The US Government Created Islamic Extremism

Uncle Osama

 

Pakistan's president says the US and its Western allies promoted extremism as a tool to counter the influence of the Soviet Union in the region.



According to Zaradi, "The world worked to exploit religion against the Soviet Union in Afghanistan by empowering the most fanatic extremists as an instrument of destruction of a superpower."



The strategy, he said, worked, but its legacy was the creation of an extremist militia with its own dynamic.

 

Zardari said in the article that the terrorists who killed his wife are "connected by ideology to these enemies of civilization."

 

"Pakistan is shocked at the terrorist attacks in Mumbai. We can identify with India's pain. I feel this pain every time I look into the eyes of my children," he wrote, referring to the assassination of her wife Benazir Bhutto in December 2007.



"Not only are the terrorists not linked to the government of Pakistan in any way, but we are their targets and we continue to be their victims," the President insisted.

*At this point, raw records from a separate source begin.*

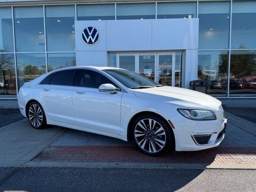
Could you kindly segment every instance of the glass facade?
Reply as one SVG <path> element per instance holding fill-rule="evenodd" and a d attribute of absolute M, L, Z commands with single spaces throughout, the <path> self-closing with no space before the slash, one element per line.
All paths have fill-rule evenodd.
<path fill-rule="evenodd" d="M 198 52 L 198 78 L 209 82 L 208 94 L 226 95 L 228 58 L 228 51 Z"/>
<path fill-rule="evenodd" d="M 75 53 L 48 53 L 47 54 L 48 71 L 64 67 L 76 66 Z"/>
<path fill-rule="evenodd" d="M 44 53 L 16 54 L 18 90 L 24 83 L 46 72 Z"/>
<path fill-rule="evenodd" d="M 114 20 L 114 4 L 77 5 L 77 20 Z"/>
<path fill-rule="evenodd" d="M 156 18 L 156 4 L 125 3 L 116 4 L 116 19 Z"/>
<path fill-rule="evenodd" d="M 14 8 L 16 52 L 45 50 L 43 6 Z"/>
<path fill-rule="evenodd" d="M 256 48 L 256 2 L 233 1 L 232 10 L 232 49 Z"/>
<path fill-rule="evenodd" d="M 232 51 L 230 95 L 256 94 L 256 50 Z"/>
<path fill-rule="evenodd" d="M 0 52 L 13 52 L 13 35 L 12 8 L 0 8 Z"/>
<path fill-rule="evenodd" d="M 230 2 L 199 3 L 200 49 L 228 49 Z"/>
<path fill-rule="evenodd" d="M 75 51 L 75 6 L 45 6 L 47 51 Z"/>
<path fill-rule="evenodd" d="M 157 18 L 195 18 L 196 2 L 164 2 L 157 4 Z"/>
<path fill-rule="evenodd" d="M 0 7 L 0 97 L 15 97 L 24 82 L 55 69 L 76 65 L 75 20 L 196 17 L 198 78 L 209 82 L 208 93 L 256 96 L 256 0 L 60 4 Z M 173 85 L 174 79 L 175 86 L 180 86 L 182 52 L 178 53 L 172 58 L 175 78 L 167 79 L 167 68 L 162 73 L 167 73 L 165 76 L 157 77 Z M 118 61 L 120 67 L 134 71 L 139 70 L 135 63 L 141 60 L 142 65 L 141 59 L 128 55 L 117 58 L 113 53 L 108 62 L 114 67 Z"/>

Zardari emphasized that the Mumbai terror attacks were directed not only against India but also against Pakistan's new democratic government and the peace process "we have initiated with New Delhi".



The remarks also come after the US and Indian intelligence reports suggested the Mumbai terror attacks were carried out by Pakistan-based militants.



He reiterated that India and Pakistan and the rest of the world must work together to track down the terrorists who caused mayhem in Mumbai, attacked New York, London and Madrid in the past, and destroyed the Marriott Hotel in Islamabad in September.



Earlier in an interview Zardari had warned of militants' capability to destabilize the whole region. More than 2,000 people were killed in Pakistan in 2007 in terrorist attacks that the government blames on militants opposed to its support of Bush administration's 'war on terror' doctrine.